Perusahaannya terletak di kawasan industri yang tidak jauh dari lokasi saya ngontrak rumah.
Maka itu di daerah sekitarnya banyak kontrakan murah. Saya menempati kontrakan nomor 2 kalau diurut dari kiri.
Di sebelah kontrakan saya, kontrakan nomor 1, ditinggali oleh keluarga Mas Agus dengan istrinya yang bertubuh mungil dan seorang anaknya yang berumur 10 tahun.
Kontrakan sebelah kanan saya, kontrakan nomor 3 diisi oleh Mas Wito dengan bininya yang sombong.

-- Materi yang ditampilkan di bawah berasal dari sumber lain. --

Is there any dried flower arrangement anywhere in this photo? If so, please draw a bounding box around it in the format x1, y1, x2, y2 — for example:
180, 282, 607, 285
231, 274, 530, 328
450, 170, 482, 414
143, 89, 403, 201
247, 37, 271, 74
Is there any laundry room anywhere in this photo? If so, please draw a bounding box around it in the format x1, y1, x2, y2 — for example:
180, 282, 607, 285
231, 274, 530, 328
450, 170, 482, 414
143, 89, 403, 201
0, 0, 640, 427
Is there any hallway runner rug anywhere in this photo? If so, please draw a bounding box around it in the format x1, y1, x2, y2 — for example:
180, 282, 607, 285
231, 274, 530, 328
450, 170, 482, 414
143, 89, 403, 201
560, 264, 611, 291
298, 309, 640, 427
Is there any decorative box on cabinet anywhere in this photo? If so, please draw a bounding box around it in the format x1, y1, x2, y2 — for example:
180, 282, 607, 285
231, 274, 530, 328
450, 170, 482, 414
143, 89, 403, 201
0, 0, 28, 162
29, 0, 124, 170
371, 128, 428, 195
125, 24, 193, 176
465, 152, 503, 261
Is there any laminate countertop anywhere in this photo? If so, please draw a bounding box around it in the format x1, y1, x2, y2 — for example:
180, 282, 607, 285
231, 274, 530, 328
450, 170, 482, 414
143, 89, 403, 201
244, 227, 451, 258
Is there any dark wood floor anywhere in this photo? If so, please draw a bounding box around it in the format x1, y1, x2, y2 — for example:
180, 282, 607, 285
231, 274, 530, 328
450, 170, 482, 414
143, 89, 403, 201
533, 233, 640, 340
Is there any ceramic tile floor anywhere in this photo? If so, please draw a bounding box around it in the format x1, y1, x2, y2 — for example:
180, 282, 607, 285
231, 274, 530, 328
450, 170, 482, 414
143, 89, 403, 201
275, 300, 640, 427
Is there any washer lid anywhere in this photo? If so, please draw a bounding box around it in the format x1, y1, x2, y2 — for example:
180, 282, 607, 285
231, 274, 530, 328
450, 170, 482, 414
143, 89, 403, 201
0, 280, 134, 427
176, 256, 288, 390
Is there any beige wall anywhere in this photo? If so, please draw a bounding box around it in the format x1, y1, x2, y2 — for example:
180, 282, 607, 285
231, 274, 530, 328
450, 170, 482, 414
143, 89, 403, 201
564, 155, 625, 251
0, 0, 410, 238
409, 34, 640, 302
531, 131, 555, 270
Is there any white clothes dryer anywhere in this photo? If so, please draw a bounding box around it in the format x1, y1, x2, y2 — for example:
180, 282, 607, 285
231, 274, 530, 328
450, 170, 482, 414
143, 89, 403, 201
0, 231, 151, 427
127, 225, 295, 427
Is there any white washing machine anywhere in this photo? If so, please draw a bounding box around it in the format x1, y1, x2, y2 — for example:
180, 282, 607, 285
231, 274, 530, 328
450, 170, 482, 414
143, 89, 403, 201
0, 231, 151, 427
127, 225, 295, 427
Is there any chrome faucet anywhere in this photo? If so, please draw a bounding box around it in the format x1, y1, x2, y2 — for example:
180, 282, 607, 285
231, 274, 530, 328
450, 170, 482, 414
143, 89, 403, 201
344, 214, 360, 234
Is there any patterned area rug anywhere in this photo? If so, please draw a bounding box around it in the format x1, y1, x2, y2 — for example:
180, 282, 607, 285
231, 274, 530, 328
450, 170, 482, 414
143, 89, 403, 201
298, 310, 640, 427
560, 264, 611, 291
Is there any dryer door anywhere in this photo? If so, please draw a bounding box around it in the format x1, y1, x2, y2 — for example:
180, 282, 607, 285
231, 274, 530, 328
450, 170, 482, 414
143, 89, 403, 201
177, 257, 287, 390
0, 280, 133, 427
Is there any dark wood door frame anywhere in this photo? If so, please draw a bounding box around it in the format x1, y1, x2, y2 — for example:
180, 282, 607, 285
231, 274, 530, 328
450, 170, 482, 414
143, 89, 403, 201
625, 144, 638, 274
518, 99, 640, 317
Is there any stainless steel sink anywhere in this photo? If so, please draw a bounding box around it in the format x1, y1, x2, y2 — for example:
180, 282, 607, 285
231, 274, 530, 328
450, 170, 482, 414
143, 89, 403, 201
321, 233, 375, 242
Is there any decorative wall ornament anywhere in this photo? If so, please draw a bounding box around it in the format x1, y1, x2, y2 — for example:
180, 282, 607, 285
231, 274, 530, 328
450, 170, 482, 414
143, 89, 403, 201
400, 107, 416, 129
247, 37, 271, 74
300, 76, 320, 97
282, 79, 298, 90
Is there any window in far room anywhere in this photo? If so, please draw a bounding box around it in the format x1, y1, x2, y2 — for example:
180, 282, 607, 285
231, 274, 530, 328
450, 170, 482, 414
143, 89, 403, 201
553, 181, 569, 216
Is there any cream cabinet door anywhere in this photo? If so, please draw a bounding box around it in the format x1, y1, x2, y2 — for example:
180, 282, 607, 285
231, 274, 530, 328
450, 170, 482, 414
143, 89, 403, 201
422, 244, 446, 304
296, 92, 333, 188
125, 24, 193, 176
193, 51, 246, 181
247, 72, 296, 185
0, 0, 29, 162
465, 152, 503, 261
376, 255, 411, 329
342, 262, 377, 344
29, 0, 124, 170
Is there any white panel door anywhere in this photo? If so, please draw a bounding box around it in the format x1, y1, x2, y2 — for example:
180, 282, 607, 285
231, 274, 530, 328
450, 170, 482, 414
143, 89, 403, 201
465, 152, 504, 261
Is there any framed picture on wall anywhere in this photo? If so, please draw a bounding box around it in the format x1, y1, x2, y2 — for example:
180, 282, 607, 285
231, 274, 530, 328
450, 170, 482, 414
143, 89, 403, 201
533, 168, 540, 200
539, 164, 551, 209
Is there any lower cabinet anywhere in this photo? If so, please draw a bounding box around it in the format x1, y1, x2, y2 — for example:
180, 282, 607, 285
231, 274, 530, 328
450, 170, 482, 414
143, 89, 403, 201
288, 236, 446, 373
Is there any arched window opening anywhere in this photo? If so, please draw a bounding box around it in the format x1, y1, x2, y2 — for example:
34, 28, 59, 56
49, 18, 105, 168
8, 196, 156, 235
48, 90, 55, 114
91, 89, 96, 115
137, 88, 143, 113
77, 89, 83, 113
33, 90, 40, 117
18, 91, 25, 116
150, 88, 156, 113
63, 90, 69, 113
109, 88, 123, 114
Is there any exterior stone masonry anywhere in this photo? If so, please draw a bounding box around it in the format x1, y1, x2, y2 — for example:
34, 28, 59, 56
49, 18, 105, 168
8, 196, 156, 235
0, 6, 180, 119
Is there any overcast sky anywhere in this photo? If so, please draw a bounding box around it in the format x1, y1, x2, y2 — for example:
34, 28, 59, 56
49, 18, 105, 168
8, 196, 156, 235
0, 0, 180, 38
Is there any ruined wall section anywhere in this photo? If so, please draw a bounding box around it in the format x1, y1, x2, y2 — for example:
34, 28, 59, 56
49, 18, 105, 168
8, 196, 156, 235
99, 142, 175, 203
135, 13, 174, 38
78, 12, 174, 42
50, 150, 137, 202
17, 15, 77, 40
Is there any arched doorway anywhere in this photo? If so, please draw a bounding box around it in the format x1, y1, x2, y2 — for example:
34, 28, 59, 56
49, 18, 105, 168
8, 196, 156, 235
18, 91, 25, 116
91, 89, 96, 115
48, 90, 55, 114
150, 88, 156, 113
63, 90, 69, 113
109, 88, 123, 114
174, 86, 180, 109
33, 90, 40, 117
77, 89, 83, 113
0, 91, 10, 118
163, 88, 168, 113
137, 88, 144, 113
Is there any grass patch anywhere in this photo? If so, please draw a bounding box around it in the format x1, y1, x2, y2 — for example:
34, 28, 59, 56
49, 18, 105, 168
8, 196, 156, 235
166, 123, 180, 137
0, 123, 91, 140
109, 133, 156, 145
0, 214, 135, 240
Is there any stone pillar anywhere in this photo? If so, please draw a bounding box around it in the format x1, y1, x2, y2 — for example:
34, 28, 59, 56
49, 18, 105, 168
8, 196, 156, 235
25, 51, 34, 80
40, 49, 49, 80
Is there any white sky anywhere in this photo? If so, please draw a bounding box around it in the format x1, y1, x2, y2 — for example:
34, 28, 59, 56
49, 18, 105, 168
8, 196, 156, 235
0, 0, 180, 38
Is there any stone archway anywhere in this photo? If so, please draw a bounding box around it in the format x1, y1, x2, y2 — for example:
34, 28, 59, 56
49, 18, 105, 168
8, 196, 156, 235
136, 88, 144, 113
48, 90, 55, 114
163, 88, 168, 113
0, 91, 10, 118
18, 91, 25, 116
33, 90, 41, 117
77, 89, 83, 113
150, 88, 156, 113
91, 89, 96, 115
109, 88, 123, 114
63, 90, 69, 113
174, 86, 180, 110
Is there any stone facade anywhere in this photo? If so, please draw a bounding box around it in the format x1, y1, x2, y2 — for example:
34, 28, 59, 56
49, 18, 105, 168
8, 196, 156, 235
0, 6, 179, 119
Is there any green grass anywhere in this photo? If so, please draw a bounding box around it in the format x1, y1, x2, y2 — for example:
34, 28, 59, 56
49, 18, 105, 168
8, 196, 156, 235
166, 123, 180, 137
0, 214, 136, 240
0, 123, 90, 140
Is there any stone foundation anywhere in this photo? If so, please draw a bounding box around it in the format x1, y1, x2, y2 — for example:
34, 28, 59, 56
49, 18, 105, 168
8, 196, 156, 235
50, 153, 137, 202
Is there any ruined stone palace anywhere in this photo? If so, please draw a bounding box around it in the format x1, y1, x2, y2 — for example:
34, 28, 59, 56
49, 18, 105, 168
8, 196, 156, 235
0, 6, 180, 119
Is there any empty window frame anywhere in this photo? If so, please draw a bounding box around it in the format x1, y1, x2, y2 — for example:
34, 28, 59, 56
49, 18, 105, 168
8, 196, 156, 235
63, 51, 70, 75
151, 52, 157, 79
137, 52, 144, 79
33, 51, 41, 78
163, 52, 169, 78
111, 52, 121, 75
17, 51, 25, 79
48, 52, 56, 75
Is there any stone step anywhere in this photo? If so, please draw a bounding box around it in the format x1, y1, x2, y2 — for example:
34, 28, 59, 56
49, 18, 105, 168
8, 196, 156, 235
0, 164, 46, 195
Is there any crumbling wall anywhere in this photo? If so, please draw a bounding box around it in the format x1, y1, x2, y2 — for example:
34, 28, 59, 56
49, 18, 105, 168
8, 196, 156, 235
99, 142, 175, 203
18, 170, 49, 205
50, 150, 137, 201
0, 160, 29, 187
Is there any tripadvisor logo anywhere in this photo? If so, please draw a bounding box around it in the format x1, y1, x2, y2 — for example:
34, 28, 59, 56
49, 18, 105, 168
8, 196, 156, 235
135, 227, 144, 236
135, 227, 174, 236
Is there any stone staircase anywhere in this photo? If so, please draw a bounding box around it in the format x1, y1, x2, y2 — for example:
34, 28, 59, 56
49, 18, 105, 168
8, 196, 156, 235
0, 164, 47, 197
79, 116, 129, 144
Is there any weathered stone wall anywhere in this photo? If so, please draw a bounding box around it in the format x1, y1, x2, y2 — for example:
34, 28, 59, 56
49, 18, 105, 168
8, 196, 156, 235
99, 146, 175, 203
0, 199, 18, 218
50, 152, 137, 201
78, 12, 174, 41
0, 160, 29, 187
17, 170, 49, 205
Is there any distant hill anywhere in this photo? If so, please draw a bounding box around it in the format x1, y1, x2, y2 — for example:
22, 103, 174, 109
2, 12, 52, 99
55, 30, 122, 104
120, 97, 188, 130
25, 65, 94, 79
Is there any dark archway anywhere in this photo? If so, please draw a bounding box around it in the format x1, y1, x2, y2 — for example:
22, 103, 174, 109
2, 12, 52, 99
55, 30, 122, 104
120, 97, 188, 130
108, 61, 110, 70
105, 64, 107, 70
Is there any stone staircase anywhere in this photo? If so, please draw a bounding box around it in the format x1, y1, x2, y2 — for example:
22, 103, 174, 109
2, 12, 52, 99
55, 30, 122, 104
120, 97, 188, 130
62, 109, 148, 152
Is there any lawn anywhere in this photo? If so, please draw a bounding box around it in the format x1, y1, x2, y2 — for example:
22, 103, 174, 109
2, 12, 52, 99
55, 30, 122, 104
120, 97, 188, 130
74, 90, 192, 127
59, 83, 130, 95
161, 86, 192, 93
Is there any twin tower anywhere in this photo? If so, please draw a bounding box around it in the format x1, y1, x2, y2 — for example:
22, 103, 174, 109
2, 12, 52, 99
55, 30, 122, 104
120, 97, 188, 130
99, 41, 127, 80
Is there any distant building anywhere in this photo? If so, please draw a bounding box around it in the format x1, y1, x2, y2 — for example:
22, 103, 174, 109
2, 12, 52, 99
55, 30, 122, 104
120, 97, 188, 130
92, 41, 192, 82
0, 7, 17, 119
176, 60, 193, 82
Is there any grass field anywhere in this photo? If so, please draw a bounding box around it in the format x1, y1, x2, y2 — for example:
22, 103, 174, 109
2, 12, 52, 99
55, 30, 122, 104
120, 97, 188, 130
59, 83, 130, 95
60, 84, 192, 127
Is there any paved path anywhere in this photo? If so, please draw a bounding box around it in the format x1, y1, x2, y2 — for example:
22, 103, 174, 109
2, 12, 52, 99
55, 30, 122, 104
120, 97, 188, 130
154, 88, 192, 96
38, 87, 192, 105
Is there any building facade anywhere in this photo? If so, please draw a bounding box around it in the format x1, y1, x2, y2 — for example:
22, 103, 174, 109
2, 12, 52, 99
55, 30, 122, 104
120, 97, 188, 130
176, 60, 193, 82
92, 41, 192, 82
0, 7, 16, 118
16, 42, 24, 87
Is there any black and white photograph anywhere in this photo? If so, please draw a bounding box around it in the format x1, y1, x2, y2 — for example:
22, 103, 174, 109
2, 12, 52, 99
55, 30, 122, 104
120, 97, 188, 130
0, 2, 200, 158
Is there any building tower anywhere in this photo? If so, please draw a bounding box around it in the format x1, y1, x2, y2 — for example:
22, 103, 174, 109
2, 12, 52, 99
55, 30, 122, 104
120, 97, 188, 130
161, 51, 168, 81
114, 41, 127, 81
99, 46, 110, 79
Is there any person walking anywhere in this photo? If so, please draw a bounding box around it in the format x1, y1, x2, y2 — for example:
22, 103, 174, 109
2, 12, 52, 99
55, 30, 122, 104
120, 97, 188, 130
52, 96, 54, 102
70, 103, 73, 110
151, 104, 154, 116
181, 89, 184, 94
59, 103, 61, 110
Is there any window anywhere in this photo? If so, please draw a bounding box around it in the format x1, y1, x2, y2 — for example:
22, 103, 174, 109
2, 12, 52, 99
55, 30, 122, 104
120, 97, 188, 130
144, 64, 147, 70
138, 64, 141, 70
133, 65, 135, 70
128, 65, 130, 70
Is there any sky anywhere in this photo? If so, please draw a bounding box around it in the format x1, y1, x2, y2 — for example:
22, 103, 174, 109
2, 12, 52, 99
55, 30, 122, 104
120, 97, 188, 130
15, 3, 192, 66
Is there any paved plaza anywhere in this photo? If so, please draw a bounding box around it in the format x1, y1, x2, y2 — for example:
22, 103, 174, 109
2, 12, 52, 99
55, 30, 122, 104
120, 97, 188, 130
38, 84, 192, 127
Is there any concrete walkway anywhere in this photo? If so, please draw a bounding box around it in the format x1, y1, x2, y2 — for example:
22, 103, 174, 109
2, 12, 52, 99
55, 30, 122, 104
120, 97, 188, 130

Kontrakan nomor 4 didiami oleh sepasang suami-istri yang sudah berusia paruh baya. Engkong Amin dan Mak Eros.
Saya mengenal mereka karena saya termasuk orang yang mudah bergaul.
Saya juga nonton video @sex-@sex, tetapi hanya sekali-sekali kalau dikirimi oleh teman kuliah saya yang masih ingat dengan saya; Ipunk Ceking.
Tubuh Ipunk sampai habis dimakan oleh janda, karena ia suka dengan janda. Dimanapun ada janda, ia uber sampai dapet. Kalau sudah bosen ia meninggalkannya, maka itu dinamakan Ipunk Ceking, padahal namanya keren lho, Dewa Putra Pertama.
Di kontrakan kami, tempat jemuran pakaian dan kamar mandi diletakkan di belakang. Baik juga menurut saya menempatkan kamar mandi di luar, sehingga kontrakan menjadi lebih luas dan yang sudah punya anak tidak usah tidur sempit-sempitan.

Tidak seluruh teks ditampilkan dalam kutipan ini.